( Cincinnati ) - The fight between the city manager and the mayor isn't getting better any time soon.
New shots were fired on Wednesday by City Manager Harry Black, as he released memos that he says detail concerns he's had for years now about what he believes is Mayor John Cranley's unethical involvement in economic development projects.
You can read the full memos Black released to Cincinnati City Council here:
Harry Black Memos Re: Ethical Concerns
In the cover letter, Black says that he's expressed his concerns to the mayor, and "his response has been retaliation towards me and the Administration."
Black cites two examples where he became concerned: one, a communication in 2016 where he says he was told that Mayor Cranley promised a development deal to a business owner who held a fundraiser for his re-election campaign. Black also detailed hand-written notes on a 2017 memo where he expressed concern about the mayor's campaign manager being involved in a deal for a project on Elm Street. Black says that because of situations like those, he recently cancelled weekly economic development meetings with the mayor's staff.

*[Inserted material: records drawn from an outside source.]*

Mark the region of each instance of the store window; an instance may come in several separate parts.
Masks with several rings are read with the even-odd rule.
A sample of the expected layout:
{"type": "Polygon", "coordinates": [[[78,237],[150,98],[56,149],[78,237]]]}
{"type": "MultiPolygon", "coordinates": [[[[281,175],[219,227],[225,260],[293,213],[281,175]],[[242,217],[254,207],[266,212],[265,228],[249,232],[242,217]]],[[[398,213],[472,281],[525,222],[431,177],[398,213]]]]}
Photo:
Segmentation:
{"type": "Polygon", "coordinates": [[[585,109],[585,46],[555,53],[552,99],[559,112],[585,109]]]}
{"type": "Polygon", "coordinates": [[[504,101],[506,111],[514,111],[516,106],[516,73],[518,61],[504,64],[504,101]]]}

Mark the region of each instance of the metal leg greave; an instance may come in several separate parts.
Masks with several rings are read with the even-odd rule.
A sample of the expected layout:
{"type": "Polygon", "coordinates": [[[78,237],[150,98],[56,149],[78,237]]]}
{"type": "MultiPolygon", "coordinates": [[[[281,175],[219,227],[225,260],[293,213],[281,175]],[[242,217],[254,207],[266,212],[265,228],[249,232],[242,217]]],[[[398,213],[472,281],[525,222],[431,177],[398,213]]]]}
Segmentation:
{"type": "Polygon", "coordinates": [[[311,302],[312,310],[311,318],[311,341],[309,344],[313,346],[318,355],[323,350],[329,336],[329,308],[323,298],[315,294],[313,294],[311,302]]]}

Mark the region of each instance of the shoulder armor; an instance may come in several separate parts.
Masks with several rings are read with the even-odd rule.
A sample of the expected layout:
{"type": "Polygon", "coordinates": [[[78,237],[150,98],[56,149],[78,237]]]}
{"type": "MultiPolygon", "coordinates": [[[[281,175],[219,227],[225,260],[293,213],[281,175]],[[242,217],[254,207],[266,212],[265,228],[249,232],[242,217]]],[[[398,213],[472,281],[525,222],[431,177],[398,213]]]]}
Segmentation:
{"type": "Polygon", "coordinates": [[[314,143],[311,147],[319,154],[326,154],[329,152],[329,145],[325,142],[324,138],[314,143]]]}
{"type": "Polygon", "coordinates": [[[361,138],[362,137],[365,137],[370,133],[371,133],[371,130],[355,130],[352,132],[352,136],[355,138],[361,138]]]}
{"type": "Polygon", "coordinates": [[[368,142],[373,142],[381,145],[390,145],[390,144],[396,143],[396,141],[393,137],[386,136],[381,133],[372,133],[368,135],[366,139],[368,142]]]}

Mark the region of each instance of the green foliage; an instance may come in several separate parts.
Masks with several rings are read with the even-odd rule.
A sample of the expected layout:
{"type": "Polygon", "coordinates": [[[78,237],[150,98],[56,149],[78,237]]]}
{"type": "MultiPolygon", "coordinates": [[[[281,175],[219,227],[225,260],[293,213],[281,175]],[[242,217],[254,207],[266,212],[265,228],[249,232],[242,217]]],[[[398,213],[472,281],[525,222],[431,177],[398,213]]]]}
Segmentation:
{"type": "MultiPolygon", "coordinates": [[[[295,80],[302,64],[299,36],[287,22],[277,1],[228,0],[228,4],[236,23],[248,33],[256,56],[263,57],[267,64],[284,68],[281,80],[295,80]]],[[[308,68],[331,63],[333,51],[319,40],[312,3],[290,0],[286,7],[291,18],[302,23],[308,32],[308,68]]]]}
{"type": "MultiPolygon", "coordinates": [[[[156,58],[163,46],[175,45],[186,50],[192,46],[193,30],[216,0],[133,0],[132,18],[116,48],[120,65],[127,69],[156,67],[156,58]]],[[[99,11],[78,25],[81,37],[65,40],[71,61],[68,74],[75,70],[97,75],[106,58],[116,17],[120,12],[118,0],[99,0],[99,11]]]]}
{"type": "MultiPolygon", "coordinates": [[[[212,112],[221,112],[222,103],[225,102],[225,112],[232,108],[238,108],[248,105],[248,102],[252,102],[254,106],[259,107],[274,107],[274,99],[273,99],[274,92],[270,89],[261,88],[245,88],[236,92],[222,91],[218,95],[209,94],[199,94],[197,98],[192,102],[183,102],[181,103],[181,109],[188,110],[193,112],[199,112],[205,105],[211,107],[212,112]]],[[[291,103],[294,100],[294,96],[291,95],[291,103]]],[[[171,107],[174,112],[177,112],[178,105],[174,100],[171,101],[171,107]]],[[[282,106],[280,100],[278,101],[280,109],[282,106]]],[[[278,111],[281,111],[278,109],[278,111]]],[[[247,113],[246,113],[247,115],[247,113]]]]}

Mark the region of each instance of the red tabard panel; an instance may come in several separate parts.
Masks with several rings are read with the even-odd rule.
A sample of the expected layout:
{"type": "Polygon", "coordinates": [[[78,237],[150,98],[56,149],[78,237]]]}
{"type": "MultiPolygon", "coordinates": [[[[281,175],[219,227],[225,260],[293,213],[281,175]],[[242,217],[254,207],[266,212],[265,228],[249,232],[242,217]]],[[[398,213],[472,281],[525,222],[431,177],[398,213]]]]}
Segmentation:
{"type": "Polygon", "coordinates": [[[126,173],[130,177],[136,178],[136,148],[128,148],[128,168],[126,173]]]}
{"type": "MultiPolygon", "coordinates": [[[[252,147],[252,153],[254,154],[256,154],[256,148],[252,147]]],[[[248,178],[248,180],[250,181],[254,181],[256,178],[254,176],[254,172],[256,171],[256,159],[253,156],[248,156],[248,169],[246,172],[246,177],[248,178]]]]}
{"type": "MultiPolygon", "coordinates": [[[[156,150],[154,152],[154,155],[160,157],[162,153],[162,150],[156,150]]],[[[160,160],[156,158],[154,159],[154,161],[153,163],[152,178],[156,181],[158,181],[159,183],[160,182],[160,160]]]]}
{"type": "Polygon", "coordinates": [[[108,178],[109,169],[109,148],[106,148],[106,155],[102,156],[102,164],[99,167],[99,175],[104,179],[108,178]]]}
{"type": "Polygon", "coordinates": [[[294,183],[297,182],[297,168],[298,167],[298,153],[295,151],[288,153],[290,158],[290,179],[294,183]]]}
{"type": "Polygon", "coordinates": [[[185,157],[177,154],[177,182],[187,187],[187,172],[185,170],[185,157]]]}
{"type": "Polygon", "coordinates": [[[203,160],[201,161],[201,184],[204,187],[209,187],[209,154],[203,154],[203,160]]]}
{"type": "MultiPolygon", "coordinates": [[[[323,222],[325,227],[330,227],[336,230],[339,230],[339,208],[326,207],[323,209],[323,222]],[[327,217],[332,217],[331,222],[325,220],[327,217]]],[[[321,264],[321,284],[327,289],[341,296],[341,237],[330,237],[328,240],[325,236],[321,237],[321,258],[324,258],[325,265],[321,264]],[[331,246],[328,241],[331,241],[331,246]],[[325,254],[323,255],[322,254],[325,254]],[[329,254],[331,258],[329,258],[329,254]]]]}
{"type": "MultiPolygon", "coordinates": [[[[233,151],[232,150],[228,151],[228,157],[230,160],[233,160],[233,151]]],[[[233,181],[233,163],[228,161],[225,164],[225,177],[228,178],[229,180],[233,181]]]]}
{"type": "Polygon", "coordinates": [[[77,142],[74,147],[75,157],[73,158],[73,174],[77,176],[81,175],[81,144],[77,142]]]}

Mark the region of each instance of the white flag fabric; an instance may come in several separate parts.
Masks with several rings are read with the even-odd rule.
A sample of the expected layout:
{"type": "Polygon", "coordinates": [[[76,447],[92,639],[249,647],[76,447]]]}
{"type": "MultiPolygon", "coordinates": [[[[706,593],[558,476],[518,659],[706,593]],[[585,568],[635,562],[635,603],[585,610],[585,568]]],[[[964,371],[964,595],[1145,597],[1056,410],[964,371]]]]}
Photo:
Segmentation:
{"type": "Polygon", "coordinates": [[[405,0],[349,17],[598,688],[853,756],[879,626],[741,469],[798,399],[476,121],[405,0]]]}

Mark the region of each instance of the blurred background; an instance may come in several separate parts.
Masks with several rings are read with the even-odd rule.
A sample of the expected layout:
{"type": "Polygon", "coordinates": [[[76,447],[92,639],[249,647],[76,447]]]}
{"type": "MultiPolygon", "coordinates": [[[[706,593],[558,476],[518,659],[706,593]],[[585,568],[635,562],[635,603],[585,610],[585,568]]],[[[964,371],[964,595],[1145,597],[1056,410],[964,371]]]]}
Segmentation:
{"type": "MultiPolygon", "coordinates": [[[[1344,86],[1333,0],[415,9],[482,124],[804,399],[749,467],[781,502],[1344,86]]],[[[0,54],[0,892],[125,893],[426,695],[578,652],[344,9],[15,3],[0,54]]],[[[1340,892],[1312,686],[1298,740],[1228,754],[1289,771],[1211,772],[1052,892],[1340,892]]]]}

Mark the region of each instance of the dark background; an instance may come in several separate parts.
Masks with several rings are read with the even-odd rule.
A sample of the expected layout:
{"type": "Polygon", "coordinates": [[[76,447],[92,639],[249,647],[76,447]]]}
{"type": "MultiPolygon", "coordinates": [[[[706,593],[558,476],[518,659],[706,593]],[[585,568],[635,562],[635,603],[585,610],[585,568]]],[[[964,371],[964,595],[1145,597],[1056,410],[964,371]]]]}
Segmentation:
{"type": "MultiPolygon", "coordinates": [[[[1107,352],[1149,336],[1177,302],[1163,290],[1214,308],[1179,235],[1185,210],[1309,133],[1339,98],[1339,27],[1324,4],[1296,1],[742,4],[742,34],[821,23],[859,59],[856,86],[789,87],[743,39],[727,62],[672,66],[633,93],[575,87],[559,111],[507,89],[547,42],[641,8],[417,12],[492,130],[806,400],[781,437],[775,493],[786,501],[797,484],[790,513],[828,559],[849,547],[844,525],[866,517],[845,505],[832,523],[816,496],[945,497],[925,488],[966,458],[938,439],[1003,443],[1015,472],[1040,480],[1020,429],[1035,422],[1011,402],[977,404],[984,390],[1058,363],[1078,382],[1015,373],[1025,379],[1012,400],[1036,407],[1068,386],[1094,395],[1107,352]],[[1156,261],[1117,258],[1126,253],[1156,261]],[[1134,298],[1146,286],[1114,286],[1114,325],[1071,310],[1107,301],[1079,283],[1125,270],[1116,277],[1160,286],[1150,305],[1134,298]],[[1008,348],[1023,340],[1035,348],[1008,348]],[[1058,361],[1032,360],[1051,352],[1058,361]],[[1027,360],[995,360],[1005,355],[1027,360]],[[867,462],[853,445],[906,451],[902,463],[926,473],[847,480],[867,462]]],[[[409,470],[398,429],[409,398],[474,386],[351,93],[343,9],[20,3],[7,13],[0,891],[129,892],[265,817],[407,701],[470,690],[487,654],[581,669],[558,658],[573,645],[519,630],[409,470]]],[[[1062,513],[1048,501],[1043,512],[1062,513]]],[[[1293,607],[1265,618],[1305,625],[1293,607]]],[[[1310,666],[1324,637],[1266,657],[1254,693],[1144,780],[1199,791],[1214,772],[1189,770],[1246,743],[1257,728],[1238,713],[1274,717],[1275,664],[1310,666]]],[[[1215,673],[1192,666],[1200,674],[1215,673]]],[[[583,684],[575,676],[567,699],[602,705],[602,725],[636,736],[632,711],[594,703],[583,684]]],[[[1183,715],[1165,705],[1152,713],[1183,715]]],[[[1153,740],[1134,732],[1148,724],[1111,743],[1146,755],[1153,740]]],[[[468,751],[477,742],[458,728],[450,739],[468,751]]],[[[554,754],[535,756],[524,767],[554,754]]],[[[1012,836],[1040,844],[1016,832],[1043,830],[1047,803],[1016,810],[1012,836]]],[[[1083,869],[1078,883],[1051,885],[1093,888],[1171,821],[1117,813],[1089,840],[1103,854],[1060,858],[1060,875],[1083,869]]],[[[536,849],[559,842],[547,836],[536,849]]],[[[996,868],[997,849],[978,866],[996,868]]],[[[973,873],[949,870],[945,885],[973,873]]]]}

Black also claims that because he's pushed back, his office is "under siege" and he says certain union leaders have been helping the mayor create "a hostile and retaliatory work environment." Black says that he's willing to go into more detail with Cincinnati City Council if he can be granted whistleblower protections.
Following that memo release, Mayor John Cranley released a statement of his own, saying:
"The charter and the public expects that the mayor is involved with economic development. From GE to FCC to neighborhood investments, I am proud to have made a difference in bringing jobs to the City. Only I can refer legislation to Council on economic development. Therefore, I have to be involved and should be. I am fully ethical and transparent and reject any insinuation otherwise."
It's been more than a month since Mayor Cranley called on Harry Black to resign following allegations Black made about corruption and racism in the police department. The mayor does not have support from a majority on council to oust Black, and Black himself has said that he still has work to do. Since then, there have been a series of accusations made back and forth between Cranley and Black.